Kalaf Epalanga
Um benguelense em Berlin
Paternidade
Não consigo deixar de me comover ao ver meus filhos começarem a inventar o mundo, tendo-me como companheiro e testemunha de seu deslumbramento
01out2019Nada nos prepara para o acontecimento maravilhoso e absolutamente assustador que é ser pai. Por mais livros que se leia sobre o assunto, por mais aulas que se tenha. Desde o momento em que começam as contrações, no instante em que as águas se rompem e a mãe da tua criança olha para ti com os olhos de espanto, questionando se vão a correr para a maternidade ou se esperam até que as contrações tenham a duração de um minuto e ocorram num intervalo de sete minutos. E tu, tentando manter a calma, pois qualquer sinal de pânico da tua parte é contraproducente, só irias estressar ainda mais a mãe da criança. Lá voltas a visitar os passos ensaiados na derradeira semana. O saco com as roupas e provisões para o hospital. As chaves de casa, a carteira de documentos. E se passares as primeiras horas sem sobressaltos, sem ceder ao nervosismo e sem desesperar com o estado de inutilidade absoluta que se abate sobre ti, durante as horas de dor, suor e agonia por parte da tua parceira, nada te prepara para o momento em que seguras finalmente a tua criança pela primeira vez, um ser minúsculo e indefeso. E quando eles olham fundo para dentro dos teus olhos derretendo o teu coração, finalmente a ficha cai. Foda-se, sou pai! Como explicarei a esse pingo de pessoa como é que o mundo funciona, se eu próprio ainda estou à procura de respostas?

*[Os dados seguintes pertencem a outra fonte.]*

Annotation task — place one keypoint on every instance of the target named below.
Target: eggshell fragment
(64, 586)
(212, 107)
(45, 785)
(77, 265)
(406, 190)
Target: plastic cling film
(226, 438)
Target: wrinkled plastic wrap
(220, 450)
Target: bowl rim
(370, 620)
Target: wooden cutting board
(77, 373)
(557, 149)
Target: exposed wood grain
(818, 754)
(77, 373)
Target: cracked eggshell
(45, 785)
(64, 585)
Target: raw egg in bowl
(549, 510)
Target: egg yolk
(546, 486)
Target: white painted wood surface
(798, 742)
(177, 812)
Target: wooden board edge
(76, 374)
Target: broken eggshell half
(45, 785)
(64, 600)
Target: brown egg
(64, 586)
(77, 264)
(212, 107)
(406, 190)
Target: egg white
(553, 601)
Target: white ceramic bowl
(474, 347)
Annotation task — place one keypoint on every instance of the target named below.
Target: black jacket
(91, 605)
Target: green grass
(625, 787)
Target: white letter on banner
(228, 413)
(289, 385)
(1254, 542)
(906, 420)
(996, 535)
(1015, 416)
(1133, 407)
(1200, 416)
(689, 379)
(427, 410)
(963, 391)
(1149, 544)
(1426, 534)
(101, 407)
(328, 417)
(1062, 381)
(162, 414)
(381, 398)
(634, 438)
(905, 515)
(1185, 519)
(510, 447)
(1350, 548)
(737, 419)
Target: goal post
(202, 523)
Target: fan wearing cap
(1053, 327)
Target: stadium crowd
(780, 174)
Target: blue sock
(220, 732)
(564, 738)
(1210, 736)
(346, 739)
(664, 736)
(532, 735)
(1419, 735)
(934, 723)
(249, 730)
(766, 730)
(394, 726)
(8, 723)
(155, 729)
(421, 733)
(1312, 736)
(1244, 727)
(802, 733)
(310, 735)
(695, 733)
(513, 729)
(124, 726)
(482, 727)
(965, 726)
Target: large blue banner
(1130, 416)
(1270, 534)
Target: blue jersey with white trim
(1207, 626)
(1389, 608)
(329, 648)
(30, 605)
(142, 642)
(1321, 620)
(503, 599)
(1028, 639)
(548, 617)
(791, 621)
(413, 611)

Sinto que fui pai tarde. As circunstâncias em que me encontro hoje são diferentes daquelas que conheci
Por onde começar? Uma vez passado o nascimento e com a mãe e a criança saudáveis, a paternidade é um exercício relativamente simples de pôr em prática. Imagina-te no estado de dependência absoluta em que não dominas o verbo e chorar é a única ferramenta ao teu dispor para manifestar as tuas necessidades. Como gostarias que fosses tratado? Desde que tenha comida, fraldas limpas, temperatura do quarto amena e o ruído ao redor relativamente controlado, não há nada que enganar. A vida é simples. Ser pai passa essencialmente por voltar a reconectar-nos com os nossos instintos mais primários. Já estivemos no lugar do bebê que temos agora nos braços, só não temos é memória desse tempo. Por isso, em momentos de desespero, é só respirar fundo e lembrarmo-nos de que já fomos também esse ser que só chora, come e caga.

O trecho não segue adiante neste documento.